Hell, indeed, on two feet and towering over us both. If I hadn’t been so strangled, I might have cheered. No, I wouldn’t have, because my gorgeous boy was bowed up bigger than I’d ever seen him, flexing muscles all the way into his neck and forming his fists so tight even I wanted to shrink away from them.
“Get lost!” Not-David-Bowie barked. “We’re in the middle of something here.”
Loren lunged forward and grabbed the other man by the neck.
In a blink, I was free. My arms dropped to my sides, wrists aching and sending painful tingles all the way up to my shoulders.
I didn’t move myself, but I was displaced, pushed out of the stall as Loren invaded it. I scrambled to pull my underwear up and cover my exposed ass as Loren bore down on Not-David-Bowie with inhuman speed. Driving him by the head, Loren bent the other man forward so fast it seemed his feet flew out from under him. He hit the ground on his knees, his pants sagging to expose his dingy white underwear as Loren slammed his head into the toilet.
The knocking sound of the collision made my stomach lurch. One strike, then two, and the porcelain bowl cracked, letting water rush across the floor.
Not-David-Bowie groaned. He sprawled in the wet wreckage of the toilet, his face misshapen and leaking blood from cuts that canvassed his distorted features.
Loren stepped back from the fallen man. He looked terrifyingly calm, so placid I believed that he truly was possessed. He kept his position between Not-David-Bowie and me, then held his hand out to the open space as a long, bladed weapon materialized in his grasp.
I’d only seen it once before, the thing that was neither spear nor sword. It was as tall as me, with a wickedly sharp edge that caught my reflection before Loren turned the blade end toward the downed man.
“Lore, don’t!” I called out without being sure why.
The weapon descended in a decisive sweep, and I covered my face. Missing the visual didn’t stop my ears from tuning to the wet snick of flesh and bone being cleaved apart.
Breathing hard, I peered out through quaking fingers. The weapon was gone, and Loren stood over the man’s headless corpse looking almost serene.
Water bubbled out of the fragmented toilet, tinged deeply red from the blood oozing from Not-David-Bowie’s severed body.
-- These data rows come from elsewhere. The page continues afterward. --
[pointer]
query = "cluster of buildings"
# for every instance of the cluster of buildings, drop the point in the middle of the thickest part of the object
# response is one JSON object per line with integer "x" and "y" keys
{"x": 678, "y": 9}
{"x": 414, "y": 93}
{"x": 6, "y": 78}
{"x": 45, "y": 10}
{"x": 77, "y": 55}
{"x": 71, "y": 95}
I stepped timidly through it, trying not to splash as I approached Loren and tugged on his arm.
“Baby?” It was almost a babble, the first in a stream of words tumbling out. “Baby, we have to go. We have to leave…”
Loren’s head hung low as he watched the dead man wisp into smoke. Within seconds, all that remained of my assailant was a smear of blood on the tile being washed away by the toilet’s endless flow of water.
A shudder ripped up my body, leaving me feeling sick, dirty, and so, so cold.
At last, Loren looked at me, and the life returned to his eyes. His expression went soft, brows lifting, lips parting, and he drewme into his embrace. He was warmer than I was, pulsing with heat that failed to reignite the spark inside.
With the corpse gone, other concerns took precedence. My high was ruined, leaving me low and agonizingly sober. It was another missing thing, the buzz along with the fire, and I clung onto what remained as the tears returned.
“Loren?” I mumbled, my voice nearly lost in his chest.
He hummed in response, then brushed a hand through my curls.
Squeezing his middle, I sniffled and said the thing I was afraid to hear out loud: “I think something’s wrong with me.”